Viel gerühmt, doch äußerst selten anzutreffen auf der Bühne, gilt Giacomo Meyerbeers „L´Africaine“, Opera in cinq actes, über deren Vollendung der Komponist ein Jahr vor der Pariser Uraufführung starb, als sein exotisches Vermächtniswerk. Sechs Stunden dauerte die Premiere 1865. Ein jüngerer Wiederbelebungsversuch an der Berliner Staatsoper vor gut zehn Jahren verschwand rasch wieder vom Repertoire. Die Anforderungen, gesanglich, ausstattungsmäßig und bühnentechnisch sind gewaltig. Ich sah „L´Africaine“ zuletzt 1978 in Covent Garden als Koproduktion mit dem Maggio Musicale Fiorentino, mit Grace Bumbry und Placido Domingo in den Hauptrollen, Choreografie: Alfred Rodrigues, der damals mit einem „Bluthochzeit“-Ballett nach García Lorca viel internationales Aufsehen erregte.
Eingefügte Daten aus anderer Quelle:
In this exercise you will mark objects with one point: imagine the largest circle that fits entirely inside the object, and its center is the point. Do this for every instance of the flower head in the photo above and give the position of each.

Jetzt brachte die Opéra National du Rhin in Strasbourg die schöne Afrikanerin, Königin einer paradiesischen Insel vor der Küste Afrikas, die sich unsterblich in den portugiesischen Conquistador Vasco da Gama verliebt, erneut auf die Bühne – dankenswerterweise in einer verknappten Version von 200 Minuten. Es war eine durchaus lohnende Begegnung – meilenweit entfernt von Stuttgarter Musiktheater-Vorstellungen, aber durchaus ansehens- und vor allem hörenswert. Und wohl eher per Zufall mit exaktem Timing – genau zu dem Zeitpunkt, da Portugal mit der Europa-Fußballmeisterschaft im Mittelpunkt des internationalen Interesses steht. Und mit Ballett!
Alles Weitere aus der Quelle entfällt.